Hello Derselbe, I agree with your explanation, however I would like to add that 'If I could' can be used to express a hypothetical situation also.

1.)If I (could/were able to) tell her [that] I love her, I would (but I can't because she's dead.) _Hypothetical_

2.) If (I could/the opportunity arises to) speak with Mr. Smith, I'd be delighted. _Potential/conditional_

I'm not a grammarian, but this is the way I percieve it and If anyone knows better, I'm all ears.


----------



## wide12

Hi again, I am grateful for all your answers. As for the original meaning of the sentence, I tried to imply a possibility...I mean, I'll try to explain the sentence:
If I had the chance to fall in love again, I'd fall in love with you.

or...

If I were able to fall in love again, I'd fall in love with you.
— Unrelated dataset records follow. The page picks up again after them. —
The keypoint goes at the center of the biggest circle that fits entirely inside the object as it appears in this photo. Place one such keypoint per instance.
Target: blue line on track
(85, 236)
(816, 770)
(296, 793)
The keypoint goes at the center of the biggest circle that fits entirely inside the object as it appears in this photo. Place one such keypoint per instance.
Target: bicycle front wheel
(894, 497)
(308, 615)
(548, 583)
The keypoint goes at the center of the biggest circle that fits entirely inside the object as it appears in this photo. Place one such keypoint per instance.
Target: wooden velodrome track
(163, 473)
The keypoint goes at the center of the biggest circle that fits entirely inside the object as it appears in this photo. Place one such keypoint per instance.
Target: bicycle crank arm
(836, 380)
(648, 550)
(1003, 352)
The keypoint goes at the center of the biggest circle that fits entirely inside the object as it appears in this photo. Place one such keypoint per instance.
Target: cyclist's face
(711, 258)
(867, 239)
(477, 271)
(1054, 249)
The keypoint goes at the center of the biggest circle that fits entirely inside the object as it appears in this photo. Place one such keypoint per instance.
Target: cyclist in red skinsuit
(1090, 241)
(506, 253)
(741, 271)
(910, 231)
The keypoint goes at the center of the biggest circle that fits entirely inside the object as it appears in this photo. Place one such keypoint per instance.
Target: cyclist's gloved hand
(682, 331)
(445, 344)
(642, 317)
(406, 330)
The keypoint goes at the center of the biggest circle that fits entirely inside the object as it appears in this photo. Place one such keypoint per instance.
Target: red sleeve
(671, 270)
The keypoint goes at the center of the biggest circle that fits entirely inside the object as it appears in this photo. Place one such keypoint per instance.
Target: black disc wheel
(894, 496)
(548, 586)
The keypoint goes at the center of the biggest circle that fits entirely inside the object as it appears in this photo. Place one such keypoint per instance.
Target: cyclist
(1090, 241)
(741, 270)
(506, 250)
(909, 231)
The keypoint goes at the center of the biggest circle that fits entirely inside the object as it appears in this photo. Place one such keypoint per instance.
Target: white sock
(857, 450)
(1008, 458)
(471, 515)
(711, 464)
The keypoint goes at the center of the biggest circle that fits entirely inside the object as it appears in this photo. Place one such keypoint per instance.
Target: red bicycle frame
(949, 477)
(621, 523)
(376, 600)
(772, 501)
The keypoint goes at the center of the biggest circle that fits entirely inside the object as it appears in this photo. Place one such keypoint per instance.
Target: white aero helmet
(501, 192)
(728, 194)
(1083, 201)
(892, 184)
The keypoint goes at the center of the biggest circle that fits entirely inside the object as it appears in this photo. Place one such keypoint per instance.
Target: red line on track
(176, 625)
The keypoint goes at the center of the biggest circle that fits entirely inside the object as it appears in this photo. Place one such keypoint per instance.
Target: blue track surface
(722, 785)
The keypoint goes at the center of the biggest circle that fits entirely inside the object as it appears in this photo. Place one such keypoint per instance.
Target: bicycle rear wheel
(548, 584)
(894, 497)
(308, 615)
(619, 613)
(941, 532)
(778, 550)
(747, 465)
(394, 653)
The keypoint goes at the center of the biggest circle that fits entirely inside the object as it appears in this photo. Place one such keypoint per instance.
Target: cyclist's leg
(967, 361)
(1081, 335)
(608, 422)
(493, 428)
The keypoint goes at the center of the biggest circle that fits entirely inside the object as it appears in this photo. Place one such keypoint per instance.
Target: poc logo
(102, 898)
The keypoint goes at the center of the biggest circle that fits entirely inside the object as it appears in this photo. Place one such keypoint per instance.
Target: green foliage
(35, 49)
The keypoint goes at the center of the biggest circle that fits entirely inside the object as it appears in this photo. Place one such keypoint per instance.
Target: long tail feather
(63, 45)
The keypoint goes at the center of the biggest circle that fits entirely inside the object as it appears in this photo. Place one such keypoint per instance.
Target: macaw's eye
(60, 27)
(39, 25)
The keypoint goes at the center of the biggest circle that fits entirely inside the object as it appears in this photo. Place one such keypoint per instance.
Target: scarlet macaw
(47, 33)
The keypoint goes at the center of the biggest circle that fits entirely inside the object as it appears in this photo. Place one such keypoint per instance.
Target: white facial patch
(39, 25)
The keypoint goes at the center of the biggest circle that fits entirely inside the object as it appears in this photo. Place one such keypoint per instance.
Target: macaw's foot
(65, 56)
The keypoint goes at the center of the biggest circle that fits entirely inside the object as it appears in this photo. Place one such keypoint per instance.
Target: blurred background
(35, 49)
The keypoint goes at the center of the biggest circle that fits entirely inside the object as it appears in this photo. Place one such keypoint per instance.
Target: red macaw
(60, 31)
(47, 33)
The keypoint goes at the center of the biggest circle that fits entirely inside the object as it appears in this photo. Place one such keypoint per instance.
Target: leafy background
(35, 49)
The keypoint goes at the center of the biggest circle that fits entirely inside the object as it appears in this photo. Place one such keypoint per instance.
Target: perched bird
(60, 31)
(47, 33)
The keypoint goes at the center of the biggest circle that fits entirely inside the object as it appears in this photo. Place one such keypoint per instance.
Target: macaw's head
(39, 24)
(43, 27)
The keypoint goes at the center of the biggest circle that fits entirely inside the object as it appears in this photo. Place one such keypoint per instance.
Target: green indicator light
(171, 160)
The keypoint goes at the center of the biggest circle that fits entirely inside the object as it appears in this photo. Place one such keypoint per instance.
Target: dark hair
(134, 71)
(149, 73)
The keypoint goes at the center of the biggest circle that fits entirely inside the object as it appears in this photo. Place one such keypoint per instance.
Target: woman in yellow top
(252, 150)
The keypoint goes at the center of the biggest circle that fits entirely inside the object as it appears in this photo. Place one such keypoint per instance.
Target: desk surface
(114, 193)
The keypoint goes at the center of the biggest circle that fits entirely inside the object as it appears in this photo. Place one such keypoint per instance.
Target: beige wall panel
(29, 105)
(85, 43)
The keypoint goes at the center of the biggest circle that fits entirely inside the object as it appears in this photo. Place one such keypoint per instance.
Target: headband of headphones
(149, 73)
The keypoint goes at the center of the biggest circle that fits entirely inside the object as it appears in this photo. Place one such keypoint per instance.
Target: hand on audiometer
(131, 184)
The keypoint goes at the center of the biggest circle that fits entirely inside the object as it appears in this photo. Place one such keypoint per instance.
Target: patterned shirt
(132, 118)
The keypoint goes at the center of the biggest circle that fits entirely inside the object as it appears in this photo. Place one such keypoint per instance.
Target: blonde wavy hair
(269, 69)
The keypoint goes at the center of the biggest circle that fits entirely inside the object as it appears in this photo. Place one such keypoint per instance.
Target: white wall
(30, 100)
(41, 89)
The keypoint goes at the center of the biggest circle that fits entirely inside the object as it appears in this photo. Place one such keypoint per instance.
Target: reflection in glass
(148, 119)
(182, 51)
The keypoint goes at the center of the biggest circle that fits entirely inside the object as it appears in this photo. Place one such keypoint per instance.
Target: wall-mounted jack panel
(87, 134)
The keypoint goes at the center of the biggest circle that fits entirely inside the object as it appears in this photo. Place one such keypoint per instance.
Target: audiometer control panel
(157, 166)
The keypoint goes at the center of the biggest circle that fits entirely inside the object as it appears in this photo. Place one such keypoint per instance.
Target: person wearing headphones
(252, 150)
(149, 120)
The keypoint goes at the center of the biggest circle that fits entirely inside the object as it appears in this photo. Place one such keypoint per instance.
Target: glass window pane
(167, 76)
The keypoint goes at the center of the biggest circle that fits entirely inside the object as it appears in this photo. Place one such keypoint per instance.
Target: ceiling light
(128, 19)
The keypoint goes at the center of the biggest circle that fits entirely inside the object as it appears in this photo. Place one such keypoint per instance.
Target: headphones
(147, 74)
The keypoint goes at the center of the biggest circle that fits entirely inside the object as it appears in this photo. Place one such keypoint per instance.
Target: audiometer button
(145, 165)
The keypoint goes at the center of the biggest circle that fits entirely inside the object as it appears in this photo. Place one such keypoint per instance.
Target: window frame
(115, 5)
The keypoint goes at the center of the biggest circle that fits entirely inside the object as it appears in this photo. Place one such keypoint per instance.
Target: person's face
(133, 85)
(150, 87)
I hope this can clear the original meaning of what I wrote


----------



## Derselbe

Thank you TunS! That cleared it up for me.

@wide12

Do you want to say, that you are not able to fall in love again (maybe because you have been hurten so badly) or do you want to say, that you may fall in love again one day, but you don't know yet?


----------



## wide12

Actually, none of them. Maybe the second meaing is closer to what I want to say, but still it is not what I want to say. 

Hmm...How should I explain it..., I want to say that as *timeless*, nor past nor future nor present, as in "if we go back to  the past, i would fall again in love with you" but also " if I fall in love again, I'd (like to) fall in love again with you".
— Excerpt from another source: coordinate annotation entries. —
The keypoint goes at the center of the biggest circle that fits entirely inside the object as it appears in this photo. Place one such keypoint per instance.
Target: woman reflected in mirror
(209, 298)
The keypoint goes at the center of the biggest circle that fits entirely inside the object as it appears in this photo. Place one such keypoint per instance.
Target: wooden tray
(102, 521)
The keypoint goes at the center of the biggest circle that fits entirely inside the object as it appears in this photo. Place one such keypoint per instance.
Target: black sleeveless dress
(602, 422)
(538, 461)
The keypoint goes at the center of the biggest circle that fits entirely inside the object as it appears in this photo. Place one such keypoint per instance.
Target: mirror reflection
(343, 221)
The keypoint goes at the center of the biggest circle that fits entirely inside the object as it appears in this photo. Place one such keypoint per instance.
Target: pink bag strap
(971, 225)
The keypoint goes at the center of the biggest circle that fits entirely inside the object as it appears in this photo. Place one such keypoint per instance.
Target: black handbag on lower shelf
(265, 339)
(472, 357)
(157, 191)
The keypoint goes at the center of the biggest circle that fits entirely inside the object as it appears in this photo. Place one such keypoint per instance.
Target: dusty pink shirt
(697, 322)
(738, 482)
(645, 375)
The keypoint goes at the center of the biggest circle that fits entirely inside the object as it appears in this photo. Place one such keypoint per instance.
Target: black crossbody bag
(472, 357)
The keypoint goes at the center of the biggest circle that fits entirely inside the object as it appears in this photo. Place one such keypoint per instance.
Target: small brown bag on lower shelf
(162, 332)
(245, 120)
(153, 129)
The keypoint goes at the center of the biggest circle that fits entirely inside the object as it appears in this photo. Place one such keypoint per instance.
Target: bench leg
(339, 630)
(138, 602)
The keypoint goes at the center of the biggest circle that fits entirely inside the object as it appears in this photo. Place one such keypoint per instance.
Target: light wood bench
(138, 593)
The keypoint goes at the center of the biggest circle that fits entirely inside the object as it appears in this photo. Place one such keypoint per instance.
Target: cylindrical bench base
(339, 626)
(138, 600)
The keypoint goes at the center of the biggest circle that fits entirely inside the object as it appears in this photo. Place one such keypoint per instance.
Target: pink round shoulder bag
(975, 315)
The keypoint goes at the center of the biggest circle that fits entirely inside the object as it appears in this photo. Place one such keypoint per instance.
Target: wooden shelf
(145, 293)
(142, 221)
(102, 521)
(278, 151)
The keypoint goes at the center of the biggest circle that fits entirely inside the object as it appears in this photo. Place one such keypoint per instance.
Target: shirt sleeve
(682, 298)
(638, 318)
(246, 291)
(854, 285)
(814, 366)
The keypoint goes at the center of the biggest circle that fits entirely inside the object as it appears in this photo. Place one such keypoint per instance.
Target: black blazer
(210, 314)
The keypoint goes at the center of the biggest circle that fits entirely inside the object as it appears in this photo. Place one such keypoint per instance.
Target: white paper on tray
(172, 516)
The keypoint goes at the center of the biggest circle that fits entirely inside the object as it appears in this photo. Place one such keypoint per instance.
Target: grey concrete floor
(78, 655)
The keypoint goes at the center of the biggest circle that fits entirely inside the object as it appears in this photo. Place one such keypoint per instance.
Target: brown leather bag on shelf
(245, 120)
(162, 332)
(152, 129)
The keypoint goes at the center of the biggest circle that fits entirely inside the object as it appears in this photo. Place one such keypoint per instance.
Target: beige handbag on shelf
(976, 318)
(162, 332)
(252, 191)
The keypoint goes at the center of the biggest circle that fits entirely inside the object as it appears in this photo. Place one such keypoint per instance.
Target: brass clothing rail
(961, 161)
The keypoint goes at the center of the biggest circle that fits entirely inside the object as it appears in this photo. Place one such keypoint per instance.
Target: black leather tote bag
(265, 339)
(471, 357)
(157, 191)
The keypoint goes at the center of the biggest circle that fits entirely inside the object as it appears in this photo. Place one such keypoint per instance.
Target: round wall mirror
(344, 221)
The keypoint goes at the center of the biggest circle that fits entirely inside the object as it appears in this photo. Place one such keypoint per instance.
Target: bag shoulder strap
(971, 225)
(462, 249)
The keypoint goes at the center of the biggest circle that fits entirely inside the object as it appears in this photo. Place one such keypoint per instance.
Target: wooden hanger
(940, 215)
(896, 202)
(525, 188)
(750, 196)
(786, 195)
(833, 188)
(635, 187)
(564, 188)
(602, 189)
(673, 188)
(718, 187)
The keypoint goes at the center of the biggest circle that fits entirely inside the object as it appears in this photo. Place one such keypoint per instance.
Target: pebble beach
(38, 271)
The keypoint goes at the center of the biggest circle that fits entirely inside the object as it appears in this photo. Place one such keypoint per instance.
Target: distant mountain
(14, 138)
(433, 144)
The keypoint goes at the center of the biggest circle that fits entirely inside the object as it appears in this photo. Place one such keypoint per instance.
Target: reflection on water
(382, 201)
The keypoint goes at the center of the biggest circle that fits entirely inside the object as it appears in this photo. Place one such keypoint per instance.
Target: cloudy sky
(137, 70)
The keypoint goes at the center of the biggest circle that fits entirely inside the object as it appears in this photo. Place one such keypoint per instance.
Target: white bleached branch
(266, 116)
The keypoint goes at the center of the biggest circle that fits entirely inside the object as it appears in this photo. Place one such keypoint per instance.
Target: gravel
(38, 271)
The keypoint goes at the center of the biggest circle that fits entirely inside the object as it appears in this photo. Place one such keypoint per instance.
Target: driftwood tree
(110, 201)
Quite a tricky sentence, I understand what I want to say, but somehow it's hard to explain


----------



## TunS

Derselbe said:


> Thank you TunS! That cleared it up for me.
> 
> @wide12
> 
> Do you want to say, that you are not able to fall in love again (maybe because you have been hurten so badly) or do you want to say, that you may fall in love again one day, but you don't know yet?



No problem! Maybe this isn't such a predicament in Japanese, perhaps both meanings can be achieved through a single sentence. Whereas in English, we have the subjuntive to highlight this difference. 

Hello Wide12,

In Spanish would your sentence be:

"Si pudiera enamorarme otra vez (pero no puedo), me enamoraría de ti." (perdona mi castellano!)

If so, what your saying is that it is near impossible for you to fall in love with this person as there are obstacles (e.g. you're married to someone else, etc.), in this case I would use Wishful-san's suggestion:

もし、もう一度だけ人を恋することができるのなら、その時は君を恋するだろう。

(By the way, I'm in no way a skilful Japanese speaker )


----------



## wide12

Hello TunS,

Nice Spanish , Yes, in Spanish that would be my sentence, but how would the sentence look like if we drop the " it is near impossible for you to fall in love with this person"  (even if there are obstacles you can fall in love I guess?  )

It's like saying, you fell in love in the past with that person, and saying that in the past you'd fall in love again with that person, but also you would like to fall in love again with that person again in the future.

Thanks for your answers


----------



## TunS

wide12 said:


> Hello TunS,
> 
> Nice Spanish , Yes, in Spanish that would be my sentence, but how would the sentence look like if we drop the " it is near impossible for you to fall in love with this person"  (even if there are obstacles you can fall in love I guess?  )
> 
> It's like saying, you fell in love in the past with that person, and saying that in the past you'd fall in love again with that person, but also you would like to fall in love again with that person again in the future.
> 
> Thanks for your answers



Hello again, 

I'm not proficient enough to suggest an alternative, I'm just trying to make your request clearer for the Natives and Fluent speakers. Discúlpame, no quiero darte una frase que estará lleno de errores .


----------